TAJ from a concept by Lata Pata, written by John Murrell, choreography by Kumudini Lakhia, directed by Tom Diamond (Luminato). Saturday 2 and 8 pm, Sunday 2 pm. $51.50-$71.50. 416-368-4849, luminato.com. See listing. Rating: NN
If you're going to hire Lisa Ray, one of the most beautiful women in the country, to act onstage, please don't cover her head for 97 percent of the show.
Alas, that's the least of the problems with TAJ, an awkward and graceless telling, in dance and text, of the love story that inspired the building of the architectural wonder that is the Taj Mahal.
I use the word "telling" because that's what John Murrell's script continually does, breaking the cardinal rule that one should show and not tell. To make matters worse, the Governor General's Award-winning playwright employs a poetic language that comes across as archaic and stiff, which further distances us from feeling anything about the love between the 17th century great Moghal emperor Shah Jahan (Kabir Bedi) and his wife Mumtaz Mahal.
Imprisoned in a fort by his son, Aurangzeb (Sid Sawant), Jahan reflects on his special wife (presumably one of many, but we don't hear about the others). His devoted daughter Jahanara (Ray) occasionally pops in to comfort him, her head covered not for anonymity but because of a tragedy that you just know is going to be revealed later on.
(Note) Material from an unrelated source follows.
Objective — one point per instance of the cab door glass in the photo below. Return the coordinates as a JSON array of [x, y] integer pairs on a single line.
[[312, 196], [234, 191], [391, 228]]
As directed by Tom Diamond (who should know better), Bedi and Ray deliver their lines in the quavering, impassioned tones of amateur actors trying to sound serious and regal. It's a wonder they don't fling the backs of their hands against their foreheads with each throbbing pronouncement.
The writing's not all terrible. Although late in the show, a section on the building of the Taj Mahal comes across as vivid and clear. Jacques Collin's video projections of the building help a lot here and elsewhere, establishing mood and setting.
It's in this sequence, too, that TAJ's most compelling theme emerges. We learn that many workers died during the arduous construction of the Taj Mahal - something that a better playwright would have dramatized. Is one man's symbolic tribute to the woman he loved worth the lives of others?
But the play's own architecture needs serious work. The beginning is disorienting, and Murrell doesn't fully explain Aurangzeb's fight with his father. We don't feel passion of any sort - just boredom.
Still, the piece is being put on by Sampradaya Dance Creations, who are celebrating their 20th season this year with this Luminato commission. I'm an admirer of Sampradaya's artistic director Lata Pada, whose work has made it onto my annual Top 10 dance productions of the year list.
So it's no surprise that TAJ is best when the dancers, beautifully costumed by Rashmni Varma, take to the stage. Although kathak master Kumudini Lakhia's movement isn't fully integrated into the story, several early scenes depicting the two lovers work well.
Sooraj Subramaniam's effortless, virtuosic spinning as the young Jahan makes you believe in the character's passion and love in a way that Murrell's words (and Bedi's performance) don't.